Let $U\subseteq\mathbb{C}\setminus\left\{0\right\}$ be an open set and suppose that there is a path $\gamma$ in $U$ such that $\mbox{Ind}_{\gamma}(0)=1$. Show that there is no nth roots in $U$. $(n\geq 2)$
Remark: When we say that there is no nth root in $U$, it means that the function $f(z)=z$ does not have $n$th root $U$, ie, does not exists $g:U\rightarrow \mathbb{C}$ holomorphic such that $f(z)=(g(z))^n$ for all $z\in U$.
Let $U\subseteq\mathbb{C}\setminus\left\{0\right\}$ be an open set and $\gamma: [0, 1] \to U$ be a closed path in $U$ such that $\mbox{Ind}_{\gamma}(0)=1$.

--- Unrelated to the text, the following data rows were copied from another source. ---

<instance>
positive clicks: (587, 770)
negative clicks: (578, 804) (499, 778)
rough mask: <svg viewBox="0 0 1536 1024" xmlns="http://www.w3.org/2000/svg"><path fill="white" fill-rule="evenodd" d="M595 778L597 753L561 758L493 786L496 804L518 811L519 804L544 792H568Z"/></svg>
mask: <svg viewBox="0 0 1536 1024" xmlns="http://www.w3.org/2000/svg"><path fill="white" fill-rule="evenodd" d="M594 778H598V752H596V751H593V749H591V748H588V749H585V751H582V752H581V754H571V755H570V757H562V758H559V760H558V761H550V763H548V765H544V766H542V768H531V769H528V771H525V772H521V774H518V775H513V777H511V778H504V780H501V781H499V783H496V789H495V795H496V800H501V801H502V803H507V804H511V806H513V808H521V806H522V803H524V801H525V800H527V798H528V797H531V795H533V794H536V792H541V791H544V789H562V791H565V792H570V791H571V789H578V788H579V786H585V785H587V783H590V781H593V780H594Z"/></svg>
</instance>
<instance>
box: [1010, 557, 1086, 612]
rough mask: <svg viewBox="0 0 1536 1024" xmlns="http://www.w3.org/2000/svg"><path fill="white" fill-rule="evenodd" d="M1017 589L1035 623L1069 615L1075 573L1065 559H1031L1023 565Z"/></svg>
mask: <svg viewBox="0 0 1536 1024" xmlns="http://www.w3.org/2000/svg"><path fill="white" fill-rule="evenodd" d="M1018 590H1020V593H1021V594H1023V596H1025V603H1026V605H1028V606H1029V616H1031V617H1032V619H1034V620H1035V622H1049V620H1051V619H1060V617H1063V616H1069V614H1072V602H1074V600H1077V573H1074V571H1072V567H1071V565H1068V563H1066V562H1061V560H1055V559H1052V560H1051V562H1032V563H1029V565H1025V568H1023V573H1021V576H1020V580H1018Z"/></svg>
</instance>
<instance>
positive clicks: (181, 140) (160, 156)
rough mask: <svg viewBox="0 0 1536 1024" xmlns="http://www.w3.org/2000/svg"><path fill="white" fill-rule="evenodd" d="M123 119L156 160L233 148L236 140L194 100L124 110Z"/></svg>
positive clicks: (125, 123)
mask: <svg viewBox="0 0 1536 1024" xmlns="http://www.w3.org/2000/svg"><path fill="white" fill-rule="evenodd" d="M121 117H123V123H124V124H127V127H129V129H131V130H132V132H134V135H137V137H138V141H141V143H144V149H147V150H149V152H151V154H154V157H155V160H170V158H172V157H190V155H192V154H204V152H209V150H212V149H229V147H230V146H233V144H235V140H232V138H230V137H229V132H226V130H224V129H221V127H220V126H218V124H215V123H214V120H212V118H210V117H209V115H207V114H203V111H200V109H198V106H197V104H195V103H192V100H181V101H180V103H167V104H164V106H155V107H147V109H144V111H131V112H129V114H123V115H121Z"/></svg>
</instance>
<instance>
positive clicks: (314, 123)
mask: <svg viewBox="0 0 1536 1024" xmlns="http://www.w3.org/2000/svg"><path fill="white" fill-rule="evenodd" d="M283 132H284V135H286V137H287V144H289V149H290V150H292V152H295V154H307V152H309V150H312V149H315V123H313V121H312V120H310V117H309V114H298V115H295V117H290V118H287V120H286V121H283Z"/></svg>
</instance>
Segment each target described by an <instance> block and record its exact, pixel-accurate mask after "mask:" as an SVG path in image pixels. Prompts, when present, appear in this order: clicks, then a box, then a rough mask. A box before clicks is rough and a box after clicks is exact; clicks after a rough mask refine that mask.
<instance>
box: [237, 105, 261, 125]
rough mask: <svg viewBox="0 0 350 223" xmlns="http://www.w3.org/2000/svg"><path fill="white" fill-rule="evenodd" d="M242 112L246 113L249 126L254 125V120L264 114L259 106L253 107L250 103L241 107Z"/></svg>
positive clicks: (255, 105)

Assume that $g:U\rightarrow \mathbb{C}$ is holomorphic in $U$ and satisfies $g(z)^n = z$ for all $z \in U$, and therefore $$ n \frac{g'(z)}{g(z)} = \frac 1z \, . $$
Then $\Gamma := g \circ \gamma$ is a closed path in $U$ and $$ \mbox{Ind}_{\Gamma}(0) = \frac{1}{2 \pi i} \int_\Gamma \frac{dw}{w} = \frac{1}{2 \pi i} \int_0^1 \frac {g'(\gamma(z)) \, \gamma'(t)}{g(\gamma(t))} \, dt = \\ \frac{1}{2 \pi i} \int_0^1 \frac{\gamma'(t)}{n \, \gamma(t)} \, dt = \frac{1}{n} \frac{1}{2 \pi i} \int_\gamma \frac{dz}{z} = \frac{1}{n} \mbox{Ind}_{\gamma}(0) = \frac{1}{n} $$ which contradicts the fact that the winding number $\mbox{Ind}_{\Gamma}(0)$ is an integer.